The United Nations has marked this year’s World Toilet Day, 19 November, through the launch of its global campaign to value toilets.
“Who cares about toilets? 3.6 billion people do. Because they don’t have one that works properly.“
The purpose of the annual campaign is to raise awareness that an estimated 3.6 billion people live without access to safely managed sanitation. Poor sanitation contaminates drinking water resources and food crops and contaminated water spreads diseases. When some people in a community do not have safe toilets, everyone’s health is threatened
This year’s theme of valuing toilets draws attention to the fact that toilets – and the sanitation systems that support them – are underfunded, poorly managed or neglected in many parts of the world. The consequences for health, economics and the environment, particularly in the poorest and most marginalized communities are devastating.
The UN points out that there are significant advantages to investment in adequate sanitation systems. Every $1 investment in basic sanitation returns up to $5 in saved medical costs and increased productivity, and jobs are created along the entire service chain. Women and girls especially benefit from toilets at home, school and work particularly during menstruation and pregnancy.
The data is supported by WHO/UNICEF Joint Monitoring Programme (JMP) for Water Supply, Sanitation and Hygiene report – Progress on household drinking water, sanitation and hygiene 2000 - 2020 – which presents estimates on household access to safely managed drinking water, sanitation and hygiene services over the past five years, and assesses progress toward achieving the SDG 6 (“Ensure availability and sustainable management of water and sanitation for all by 2030”). For the first time, the report also presents emerging national data on menstrual health.
In 2020, around 1 in 4 people lacked safely managed drinking water in their homes and nearly half the world’s population lacked safely managed sanitation. The global spread of COVID-19 highlighted the urgent need to ensure everyone can access good hand hygiene. At the onset of the pandemic, 3 in 10 people worldwide could not wash their hands with soap and water within their homes.
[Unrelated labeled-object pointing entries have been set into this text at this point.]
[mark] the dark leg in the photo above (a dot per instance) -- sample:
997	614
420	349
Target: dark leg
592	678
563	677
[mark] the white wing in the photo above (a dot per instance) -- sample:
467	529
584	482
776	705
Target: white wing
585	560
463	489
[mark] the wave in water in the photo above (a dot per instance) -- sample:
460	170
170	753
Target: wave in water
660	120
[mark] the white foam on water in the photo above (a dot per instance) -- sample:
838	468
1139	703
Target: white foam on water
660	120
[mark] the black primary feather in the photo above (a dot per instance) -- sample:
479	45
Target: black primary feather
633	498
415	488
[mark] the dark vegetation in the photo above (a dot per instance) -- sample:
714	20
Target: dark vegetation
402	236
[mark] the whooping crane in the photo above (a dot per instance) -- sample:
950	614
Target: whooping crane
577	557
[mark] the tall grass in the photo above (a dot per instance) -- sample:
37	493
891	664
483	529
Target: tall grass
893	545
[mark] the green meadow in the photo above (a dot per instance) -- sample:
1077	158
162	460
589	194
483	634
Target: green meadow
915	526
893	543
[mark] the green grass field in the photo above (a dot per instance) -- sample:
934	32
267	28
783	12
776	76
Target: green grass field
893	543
“Handwashing is one of the most effective ways to prevent the spread of COVID-19 and other infectious diseases, yet millions of people across the world lack access to a reliable, safe supply of water,” said Dr Tedros Adhanom Ghebreyesus, WHO Director-General. “Investment in water, sanitation and hygiene must be a global priority if we are to end this pandemic and build more resilient health systems.”
The UN is calling for a quadrupling of investment across the entire sanitation “value” chain to stimulate progress from the collection, transport and treatment of human waste in order to achieve the goals of SDG 6 by 2030.